One of the optimization scenarios for a rack-aware strategy is to reduce the number of racks that are occupied to less than the number of replicas to decrease cross-rack write traffic (which in turn improves write performance). For example, when the replication factor is 3 o'clock, the two copies are placed on the same rack, and the third copy is placed on another different rack.
To minimize global bandwidth consumption and read latency, HDFS attempts to fetch data from the closest copy of the reader to satisfy the read request. If a copy exists on the same rack as the reader node, the copy is used to respond to the read request.

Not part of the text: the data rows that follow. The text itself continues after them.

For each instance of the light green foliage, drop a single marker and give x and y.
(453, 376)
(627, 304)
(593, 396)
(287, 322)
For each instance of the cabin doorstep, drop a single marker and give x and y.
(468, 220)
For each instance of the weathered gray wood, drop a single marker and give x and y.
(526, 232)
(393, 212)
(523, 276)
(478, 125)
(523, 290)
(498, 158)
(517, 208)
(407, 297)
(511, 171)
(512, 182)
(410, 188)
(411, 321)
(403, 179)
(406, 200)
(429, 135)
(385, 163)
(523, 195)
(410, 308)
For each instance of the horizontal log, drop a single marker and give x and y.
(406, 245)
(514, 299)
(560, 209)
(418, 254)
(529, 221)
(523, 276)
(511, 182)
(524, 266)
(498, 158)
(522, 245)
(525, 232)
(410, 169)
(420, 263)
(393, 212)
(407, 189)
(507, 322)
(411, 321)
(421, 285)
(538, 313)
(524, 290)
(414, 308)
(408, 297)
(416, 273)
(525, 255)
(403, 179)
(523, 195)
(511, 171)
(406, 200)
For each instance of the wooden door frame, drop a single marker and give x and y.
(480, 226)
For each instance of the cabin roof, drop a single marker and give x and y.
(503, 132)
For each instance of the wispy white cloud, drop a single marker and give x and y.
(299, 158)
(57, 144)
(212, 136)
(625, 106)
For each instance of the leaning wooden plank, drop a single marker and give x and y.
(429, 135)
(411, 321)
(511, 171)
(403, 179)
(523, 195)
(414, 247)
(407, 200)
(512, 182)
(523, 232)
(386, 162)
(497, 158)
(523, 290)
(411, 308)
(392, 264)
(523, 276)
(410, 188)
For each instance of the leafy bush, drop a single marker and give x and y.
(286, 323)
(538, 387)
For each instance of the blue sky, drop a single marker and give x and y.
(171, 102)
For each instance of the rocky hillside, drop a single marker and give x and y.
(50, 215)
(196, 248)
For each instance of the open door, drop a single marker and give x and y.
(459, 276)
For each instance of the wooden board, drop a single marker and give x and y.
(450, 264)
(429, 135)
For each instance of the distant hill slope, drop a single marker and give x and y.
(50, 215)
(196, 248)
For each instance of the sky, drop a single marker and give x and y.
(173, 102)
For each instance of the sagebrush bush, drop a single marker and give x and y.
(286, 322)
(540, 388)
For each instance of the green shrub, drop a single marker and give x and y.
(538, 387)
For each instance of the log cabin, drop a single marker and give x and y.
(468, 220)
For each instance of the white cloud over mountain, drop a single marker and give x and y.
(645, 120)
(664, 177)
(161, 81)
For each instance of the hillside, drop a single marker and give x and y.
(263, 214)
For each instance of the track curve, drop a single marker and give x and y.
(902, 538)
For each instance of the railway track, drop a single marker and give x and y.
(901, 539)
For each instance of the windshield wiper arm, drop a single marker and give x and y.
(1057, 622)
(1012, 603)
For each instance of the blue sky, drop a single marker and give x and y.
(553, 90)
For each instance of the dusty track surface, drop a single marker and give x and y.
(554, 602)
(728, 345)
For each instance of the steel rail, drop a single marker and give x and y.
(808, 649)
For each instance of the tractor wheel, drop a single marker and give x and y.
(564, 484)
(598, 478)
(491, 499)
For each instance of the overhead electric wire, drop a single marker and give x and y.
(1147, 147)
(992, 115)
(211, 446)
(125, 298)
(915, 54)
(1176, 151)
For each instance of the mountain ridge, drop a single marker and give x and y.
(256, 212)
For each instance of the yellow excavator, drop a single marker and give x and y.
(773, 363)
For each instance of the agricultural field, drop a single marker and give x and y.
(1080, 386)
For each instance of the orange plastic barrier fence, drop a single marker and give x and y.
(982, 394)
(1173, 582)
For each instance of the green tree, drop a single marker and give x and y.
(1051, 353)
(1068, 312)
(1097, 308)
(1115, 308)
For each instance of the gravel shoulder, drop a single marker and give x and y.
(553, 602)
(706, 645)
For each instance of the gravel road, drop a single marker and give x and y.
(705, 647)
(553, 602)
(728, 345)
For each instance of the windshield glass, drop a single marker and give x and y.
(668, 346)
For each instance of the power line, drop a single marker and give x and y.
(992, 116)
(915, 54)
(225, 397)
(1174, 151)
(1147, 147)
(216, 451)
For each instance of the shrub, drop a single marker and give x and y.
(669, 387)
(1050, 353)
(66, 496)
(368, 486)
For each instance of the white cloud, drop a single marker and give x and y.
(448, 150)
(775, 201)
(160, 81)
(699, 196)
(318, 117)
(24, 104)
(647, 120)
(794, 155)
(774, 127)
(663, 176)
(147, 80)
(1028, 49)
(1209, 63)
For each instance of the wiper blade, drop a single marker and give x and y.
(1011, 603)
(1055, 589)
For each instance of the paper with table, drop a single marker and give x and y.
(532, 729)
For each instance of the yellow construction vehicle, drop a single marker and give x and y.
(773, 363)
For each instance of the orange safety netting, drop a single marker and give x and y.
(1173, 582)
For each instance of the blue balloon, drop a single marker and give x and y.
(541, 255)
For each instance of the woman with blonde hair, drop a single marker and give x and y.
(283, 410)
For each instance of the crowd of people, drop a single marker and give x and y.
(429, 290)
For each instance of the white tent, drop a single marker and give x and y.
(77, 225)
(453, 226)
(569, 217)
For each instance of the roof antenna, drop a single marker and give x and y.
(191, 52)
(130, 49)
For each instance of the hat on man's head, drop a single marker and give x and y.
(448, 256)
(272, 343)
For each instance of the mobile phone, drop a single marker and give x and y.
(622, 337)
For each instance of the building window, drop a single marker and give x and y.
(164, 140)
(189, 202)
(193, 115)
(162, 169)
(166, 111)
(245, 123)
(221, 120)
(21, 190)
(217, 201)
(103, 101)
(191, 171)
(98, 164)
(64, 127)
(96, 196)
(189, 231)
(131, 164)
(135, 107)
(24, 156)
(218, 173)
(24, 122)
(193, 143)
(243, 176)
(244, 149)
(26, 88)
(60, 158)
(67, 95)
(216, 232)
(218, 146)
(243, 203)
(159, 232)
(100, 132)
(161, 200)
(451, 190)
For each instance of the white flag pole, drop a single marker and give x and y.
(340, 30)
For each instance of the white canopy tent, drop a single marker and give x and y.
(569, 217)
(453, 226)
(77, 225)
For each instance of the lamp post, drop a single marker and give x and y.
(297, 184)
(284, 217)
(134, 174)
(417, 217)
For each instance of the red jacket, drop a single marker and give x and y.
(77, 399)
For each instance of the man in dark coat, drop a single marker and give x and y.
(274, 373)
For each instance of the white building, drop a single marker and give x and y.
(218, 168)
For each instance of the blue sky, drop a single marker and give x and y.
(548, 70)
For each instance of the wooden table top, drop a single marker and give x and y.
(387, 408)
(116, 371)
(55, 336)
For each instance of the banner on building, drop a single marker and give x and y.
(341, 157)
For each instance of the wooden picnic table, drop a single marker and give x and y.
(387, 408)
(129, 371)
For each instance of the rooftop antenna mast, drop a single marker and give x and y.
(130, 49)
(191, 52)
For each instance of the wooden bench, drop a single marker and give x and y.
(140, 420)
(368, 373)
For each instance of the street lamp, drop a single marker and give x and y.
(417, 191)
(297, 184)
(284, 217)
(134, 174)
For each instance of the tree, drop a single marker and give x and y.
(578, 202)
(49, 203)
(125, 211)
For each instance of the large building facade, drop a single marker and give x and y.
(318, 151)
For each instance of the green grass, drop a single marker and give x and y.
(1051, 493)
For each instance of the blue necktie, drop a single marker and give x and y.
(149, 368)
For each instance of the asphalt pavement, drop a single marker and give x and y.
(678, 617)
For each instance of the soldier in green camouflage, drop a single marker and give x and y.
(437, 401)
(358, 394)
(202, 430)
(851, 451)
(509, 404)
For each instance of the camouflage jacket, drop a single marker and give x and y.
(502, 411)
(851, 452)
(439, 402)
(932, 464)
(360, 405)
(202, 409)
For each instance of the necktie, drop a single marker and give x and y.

As mentioned earlier, each datanode periodically sends a heartbeat message to Namenode (see figure 2-1) Namenode Use these messages to discover Datanode invalidation (based on the absence of heartbeat messages). Namenode identifies a datanode that has not had a heartbeat recently as a panic and no longer distributes any new I/O requests to it. Because the data on the panic Datanode is no longer available to the HDFs, the Datanode panic may cause some blocks to be reduced to the replication factor below their set value. Namenode keep track of the blocks that need to be replicated and initiate the copy operation if necessary.
Similar to most other existing file systems, HDFS supports traditional hierarchical file organization structures. It supports the creation and deletion of files in a directory, moving files between different directories, and so on. It also supports user quotas and read/write permissions.